26 DE ABRIL DE 2024
‘Achados do Arquivo’ recorda parecer que enfatiza a proibição da prática no início do Século 20, mesmo sob pressão de comerciantes que queriam revogá-la
Parecer exarado na Câmara, em 1901, reforçou a eficácia da lei de 1875 que proibia a tourada
Tauromaquia: uma palavra que evoca debates acalorados, memórias controversas e uma tradição que divide opiniões. Enquanto para alguns é uma expressão cultural enraizada, para outros representa crueldade e violência contra animais. No Brasil, onde a prática foi banida há quase um século, o termo ressoa com uma história peculiar, especialmente na cidade de Piracicaba.

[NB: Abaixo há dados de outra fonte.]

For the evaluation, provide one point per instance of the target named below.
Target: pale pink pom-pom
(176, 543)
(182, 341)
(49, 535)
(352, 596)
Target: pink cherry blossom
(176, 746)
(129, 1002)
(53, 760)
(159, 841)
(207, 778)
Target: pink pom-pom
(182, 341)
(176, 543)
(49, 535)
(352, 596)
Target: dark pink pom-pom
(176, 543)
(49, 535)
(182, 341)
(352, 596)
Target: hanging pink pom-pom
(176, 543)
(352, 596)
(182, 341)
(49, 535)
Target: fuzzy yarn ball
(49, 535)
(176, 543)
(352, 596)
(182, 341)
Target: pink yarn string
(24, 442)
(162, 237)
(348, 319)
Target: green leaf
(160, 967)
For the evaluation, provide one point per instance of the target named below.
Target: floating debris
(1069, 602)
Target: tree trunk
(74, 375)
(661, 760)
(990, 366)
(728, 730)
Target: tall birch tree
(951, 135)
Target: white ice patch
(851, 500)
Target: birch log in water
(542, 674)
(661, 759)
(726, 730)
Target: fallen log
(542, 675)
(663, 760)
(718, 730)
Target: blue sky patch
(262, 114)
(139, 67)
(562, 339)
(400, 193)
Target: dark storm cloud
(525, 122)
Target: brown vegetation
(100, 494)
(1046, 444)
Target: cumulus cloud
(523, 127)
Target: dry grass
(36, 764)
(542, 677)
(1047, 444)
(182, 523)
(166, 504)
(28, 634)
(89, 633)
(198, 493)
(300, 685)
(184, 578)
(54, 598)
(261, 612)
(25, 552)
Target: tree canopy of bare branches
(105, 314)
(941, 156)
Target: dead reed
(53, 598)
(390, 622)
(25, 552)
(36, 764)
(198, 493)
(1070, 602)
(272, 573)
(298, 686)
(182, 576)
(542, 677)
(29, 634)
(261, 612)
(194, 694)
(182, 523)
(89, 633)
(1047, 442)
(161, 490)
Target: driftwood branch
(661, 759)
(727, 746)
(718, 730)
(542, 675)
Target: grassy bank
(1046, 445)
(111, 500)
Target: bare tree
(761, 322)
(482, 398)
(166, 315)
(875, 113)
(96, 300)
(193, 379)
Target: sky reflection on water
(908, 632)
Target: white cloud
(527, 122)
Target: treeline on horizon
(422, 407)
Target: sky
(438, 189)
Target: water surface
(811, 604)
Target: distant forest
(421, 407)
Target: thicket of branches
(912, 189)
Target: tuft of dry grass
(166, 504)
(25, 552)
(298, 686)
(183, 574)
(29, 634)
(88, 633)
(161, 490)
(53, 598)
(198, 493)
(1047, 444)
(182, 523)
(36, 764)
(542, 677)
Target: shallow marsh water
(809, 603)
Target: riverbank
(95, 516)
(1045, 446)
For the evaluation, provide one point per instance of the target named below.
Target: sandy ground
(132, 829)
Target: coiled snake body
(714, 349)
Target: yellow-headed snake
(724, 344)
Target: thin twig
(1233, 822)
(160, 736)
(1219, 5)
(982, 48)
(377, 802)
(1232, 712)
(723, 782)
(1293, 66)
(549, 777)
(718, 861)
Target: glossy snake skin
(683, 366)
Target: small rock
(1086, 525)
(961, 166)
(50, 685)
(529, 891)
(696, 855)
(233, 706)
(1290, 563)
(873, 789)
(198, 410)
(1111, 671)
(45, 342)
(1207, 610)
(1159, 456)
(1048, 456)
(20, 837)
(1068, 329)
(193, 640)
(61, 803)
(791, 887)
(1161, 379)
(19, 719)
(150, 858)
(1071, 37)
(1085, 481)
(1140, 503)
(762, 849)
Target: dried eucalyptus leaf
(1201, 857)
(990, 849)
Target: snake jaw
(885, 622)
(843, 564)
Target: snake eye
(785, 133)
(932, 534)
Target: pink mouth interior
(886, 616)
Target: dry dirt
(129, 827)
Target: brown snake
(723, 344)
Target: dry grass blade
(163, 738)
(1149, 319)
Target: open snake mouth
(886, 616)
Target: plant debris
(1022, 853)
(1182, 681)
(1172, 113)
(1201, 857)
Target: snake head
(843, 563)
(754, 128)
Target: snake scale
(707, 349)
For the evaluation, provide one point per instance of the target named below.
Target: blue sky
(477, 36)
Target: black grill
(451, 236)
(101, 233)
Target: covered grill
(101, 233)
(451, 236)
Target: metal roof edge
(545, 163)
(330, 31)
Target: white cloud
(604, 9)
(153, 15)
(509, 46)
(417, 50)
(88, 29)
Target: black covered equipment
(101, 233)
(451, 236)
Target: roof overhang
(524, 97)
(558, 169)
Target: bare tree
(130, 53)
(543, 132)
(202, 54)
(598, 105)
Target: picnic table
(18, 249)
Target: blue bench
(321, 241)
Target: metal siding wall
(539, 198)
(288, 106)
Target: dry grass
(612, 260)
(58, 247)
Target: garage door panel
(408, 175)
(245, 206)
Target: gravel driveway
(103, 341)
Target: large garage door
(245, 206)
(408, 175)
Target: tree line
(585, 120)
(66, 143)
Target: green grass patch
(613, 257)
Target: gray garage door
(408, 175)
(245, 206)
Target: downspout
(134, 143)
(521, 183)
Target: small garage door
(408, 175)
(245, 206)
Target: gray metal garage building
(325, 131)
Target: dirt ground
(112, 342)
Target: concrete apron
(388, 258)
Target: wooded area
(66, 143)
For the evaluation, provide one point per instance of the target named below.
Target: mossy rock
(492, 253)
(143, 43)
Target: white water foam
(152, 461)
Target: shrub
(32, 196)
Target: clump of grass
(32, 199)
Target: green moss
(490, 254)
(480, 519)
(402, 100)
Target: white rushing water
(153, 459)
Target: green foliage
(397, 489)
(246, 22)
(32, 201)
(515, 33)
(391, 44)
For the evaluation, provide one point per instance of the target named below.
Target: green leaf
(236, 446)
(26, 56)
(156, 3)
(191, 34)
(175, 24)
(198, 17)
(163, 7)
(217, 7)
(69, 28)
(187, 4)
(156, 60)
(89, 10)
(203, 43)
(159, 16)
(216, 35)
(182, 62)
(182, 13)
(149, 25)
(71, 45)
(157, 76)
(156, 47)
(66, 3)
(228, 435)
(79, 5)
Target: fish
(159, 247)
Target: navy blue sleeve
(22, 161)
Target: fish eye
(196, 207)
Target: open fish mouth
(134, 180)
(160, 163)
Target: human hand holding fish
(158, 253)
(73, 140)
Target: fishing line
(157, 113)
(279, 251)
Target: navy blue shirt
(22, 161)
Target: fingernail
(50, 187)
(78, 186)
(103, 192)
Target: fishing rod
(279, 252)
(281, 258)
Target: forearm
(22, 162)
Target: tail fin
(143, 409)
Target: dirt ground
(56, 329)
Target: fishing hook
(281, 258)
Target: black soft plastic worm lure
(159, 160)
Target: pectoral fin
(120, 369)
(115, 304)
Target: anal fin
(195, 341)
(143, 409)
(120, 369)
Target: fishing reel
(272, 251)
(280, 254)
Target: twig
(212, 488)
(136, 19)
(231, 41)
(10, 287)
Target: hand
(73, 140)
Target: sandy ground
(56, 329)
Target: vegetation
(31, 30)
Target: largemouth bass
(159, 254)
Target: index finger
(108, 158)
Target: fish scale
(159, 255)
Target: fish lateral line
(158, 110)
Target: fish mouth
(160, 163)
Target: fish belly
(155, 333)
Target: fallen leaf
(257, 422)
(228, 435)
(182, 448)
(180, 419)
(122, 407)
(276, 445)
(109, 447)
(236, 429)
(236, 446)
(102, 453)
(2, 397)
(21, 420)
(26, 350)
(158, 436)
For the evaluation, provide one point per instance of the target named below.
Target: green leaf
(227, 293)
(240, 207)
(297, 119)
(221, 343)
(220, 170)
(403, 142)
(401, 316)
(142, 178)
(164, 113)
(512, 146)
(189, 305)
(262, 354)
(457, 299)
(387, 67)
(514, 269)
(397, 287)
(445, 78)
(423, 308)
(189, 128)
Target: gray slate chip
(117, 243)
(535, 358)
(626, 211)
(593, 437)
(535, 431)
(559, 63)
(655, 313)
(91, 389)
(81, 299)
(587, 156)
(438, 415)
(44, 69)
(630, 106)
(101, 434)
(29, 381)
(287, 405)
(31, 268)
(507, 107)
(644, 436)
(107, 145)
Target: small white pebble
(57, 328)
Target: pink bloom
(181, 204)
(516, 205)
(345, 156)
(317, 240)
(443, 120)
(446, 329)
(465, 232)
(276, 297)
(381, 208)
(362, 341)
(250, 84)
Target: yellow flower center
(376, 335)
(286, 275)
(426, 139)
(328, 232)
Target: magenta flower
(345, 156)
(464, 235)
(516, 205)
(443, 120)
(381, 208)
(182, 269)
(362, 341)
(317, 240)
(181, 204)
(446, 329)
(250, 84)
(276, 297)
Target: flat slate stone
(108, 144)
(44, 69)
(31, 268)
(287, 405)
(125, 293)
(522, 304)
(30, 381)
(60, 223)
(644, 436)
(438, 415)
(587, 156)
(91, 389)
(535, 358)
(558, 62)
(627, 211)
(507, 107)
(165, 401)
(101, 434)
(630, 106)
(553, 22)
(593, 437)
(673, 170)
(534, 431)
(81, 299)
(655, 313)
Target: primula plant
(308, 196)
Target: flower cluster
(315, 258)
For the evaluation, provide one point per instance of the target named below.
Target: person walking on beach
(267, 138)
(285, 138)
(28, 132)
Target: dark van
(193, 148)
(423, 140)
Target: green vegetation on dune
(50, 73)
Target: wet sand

Desde 1934, o Decreto 24.645 colocou um fim definitivo às touradas e lutas entre animais em todo o território brasileiro, estabelecendo medidas de proteção. No entanto, muito antes disso, Piracicaba já havia tomado uma posição firme contra esses espetáculos. Em 1875, o código de posturas da cidade incorporou uma proibição explícita aos eventos tauromáquicos, marcando assim um posicionamento pioneiro e progressista.
Documentos preservados pelo Setor de Gestão de Documentação e Arquivo da Câmara Municipal de Piracicaba revelam não apenas a promulgação dessa normativa, mas também a resistência persistente contra qualquer tentativa de revogação. Um exemplo eloquente desse comprometimento histórico é encontrado na ata da sessão extraordinária de 16 de abril de 1901, e que é o destaque da série Achados do Arquivo desta semana.
Na ocasião, um requerimento apresentado por comerciantes e empregados do comércio solicitava o consentimento para a realização de espetáculos tauromáquicos. No entanto, a Comissão de Polícia e Higiene, representada pelos vereadores Paulo de Moraes Barros, Barão de Rezende e Pedro Alexandrino de Almeida, emitiu um parecer vigoroso em defesa da manutenção da proibição:
“A Comissão de Polícia e Higiene entende que a Câmara Municipal se manifestando contrária, no ano próximo findo, à revogação do art.º 71 do Código de Posturas Municipais, que proíbe em todo município o espetáculo público de touros, bem interpretou uma necessidade pública local. Efetivamente tais gêneros de diversão são por sua natureza barbaras, e despertam no povo instintos sanguinários. Um município que deseja distinguir-se pela instrução popular não pode, nem deve permitir os circos de touros e as rinhas de brigas de galo ao lado das escolas. A Câmara Municipal deste município decretou em 1875 a sabia lei, cuja revogação hoje se pede, e que só por abuso deixou de ser cumprida algum tempo. A Comissão entendeu que ela deve continuar a ser cumprida em seu pleno vigor. Piracicaba, 9 de junho de 1901” (em transcrição livre)
O parecer ressalta a natureza bárbara desses eventos, argumentando que eles despertavam "instintos sanguinários" e eram incompatíveis com a missão de um município que aspirava à instrução popular. Afirmou-se ainda que a lei de 1875, que proibia os espetáculos públicos de touros, deveria ser mantida em vigor, como um símbolo do compromisso com o bem-estar animal e o progresso cultural.
Assim, acatando o parecer da Comissão, a Câmara Municipal de Piracicaba negou o pedido e a lei proibitiva permaneceu intacta, até mesmo quando a legislação federal a amparou, quase seis décadas depois. Essa postura enérgica e progressista contribuiu significativamente para que as expressões da tauromaquia não encontrassem solo fértil em terras brasileiras, mesmo em meio a outras influências culturais ibéricas.
ACHADOS DO ARQUIVO - A série "Achados do Arquivo" se pauta na publicação de documentos do acervo do Setor de Gestão de Documentação e Arquivo, ligado ao Departamento Administrativo, criada pelo setor de Documentação, em parceria com o Departamento de Comunicação Social, com publicações no site da Câmara, às sextas-feiras, como forma de tornar acessível ao público as informações do acervo da Casa de Leis.